Does EA fail in GAD and IBS?

Inspired by Mak et al J Gastroenterol Hepatol 2019.[1]

Standing on a glass floor at this height generates a degree of anxiety!

This paper caught my eye because the title seems to pronounce a definitive negative result to a useful question concerning the value of EA (electroacupuncture) in GAD (generalised anxiety disorder) in patients with IBS (irritable bowel syndrome). I was curious because definitive negative results as opposed to neutral ones are difficult to achieve. The majority of trials show neutral results ie neither positive or negative, yet they are unlikely to be powered for equivalence. So acupuncture might fail to be significantly better or worse than a control or comparator, but cannot be said to be equivalent since that usually requires twice the statistical power. Non-inferiority is another matter, and it easier to achieve, but you have to plan that from the outset. Trials are generally powered be able to discard a one-sided null hypothesis, eg the null hypothesis would be that acupuncture is not better than a comparator. A two-sided hypothesis might be that acupuncture is not better and not worse than a comparator, and hence equivalent. If that is too much, don’t worry, this trial used a simple one-sided hypothesis: is EA more effective than non-penetrating sham EA in comorbid GAD and IBS?

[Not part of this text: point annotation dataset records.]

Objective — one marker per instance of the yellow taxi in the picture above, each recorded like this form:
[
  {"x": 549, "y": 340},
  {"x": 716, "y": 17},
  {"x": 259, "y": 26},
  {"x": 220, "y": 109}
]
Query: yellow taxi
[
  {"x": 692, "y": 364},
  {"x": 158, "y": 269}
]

Is EA more effective than non-penetrating sham EA in comorbid GAD and IBS?

The EA included pairs of needles in all four limbs: my favourite ST36 linked with ST37; as well as PC6 linked to HT7 (a bit fiddly to perform I expect). The sham used a foam block to conceal the non-penetrating retractable needle. It is not clear whether or not the foam blocks were used in the real EA group.

The primary outcome was referred to as the 7-item Patient Health Questionnaire (PHQ) section for anxiety, but to avoid confusion this is also known as the GAD-7.

The results are stated as follows:

80 subjects, 40 in each arm, were randomized. All but 2 in the sham group completed 10 weekly sessions. There was no significant difference in the proportion of patients experiencing significant (>/= 50%) reduction of anxiety symptoms between the two groups immediately after intervention (32.4% vs 21.6%, p=0.06) and at 6-week follow-up (25.7% in electroacupuncture vs 27% in sham, p=0.65).

from the abstract of Mak et al .[1]

There certainly seems to be a trend favoring EA immediately after the treatment course, but that clearly wears off by 6 weeks. Could the authors have missed a short-term effect of EA? The usual p value adopted for a one-sided test is p<0.05 ie a 1:20 chance; p=0.06 is a 1:16-17. To me this is screaming out as a possible type 2 statistical error, that means there is a real difference between groups but the trial fails to show it statistically because it is underpowered (too small). Well just looking at the figures you suspect that… in acupuncture for chronic pain we need 400 in each arm to measure the difference of real over sham, so 40 looks as though it falls rather short of the mark.

How do you tell if a trial was adequately powered (big enough)? Your next stop should be the power calculation:

In the trial of Eich et al, 60.7% of patients with GAD produced clinically significant response to acupuncture, while response rate to sham acupuncture was 21.4%. To achieve a power of 80% and assuming Type I error of 0.05, the sample size required to detect this difference in response, was estimated to be 29 for each arm. Presuming a 30% drop-out rate, a total of 80 participants were randomized.

from the methods section of Mak et al .[1]

A clinically significant response in over 60%! Well that is a good result from Eich et al.[2] So now we need to see what exactly Eich et al did and what was measured. They had only 10 patients with GAD and used a CGI (clinical global impression) scale for the outcome. Not only was it a different (very likely softer) outcome, but n=10 is at severe risk of overestimating the effect, and there is no mention of any estimate of SD (standard deviation), an essential requirement for a power calculation.[3]

It is premature to say that EA is ineffective in GAD, but it certainly looks as though any effects are short-lived.

Well that seems to be the major oversight in this otherwise well reported study. In conclusion I think it is premature to say that EA is ineffective in GAD, but it certainly looks as though any effects are short-lived.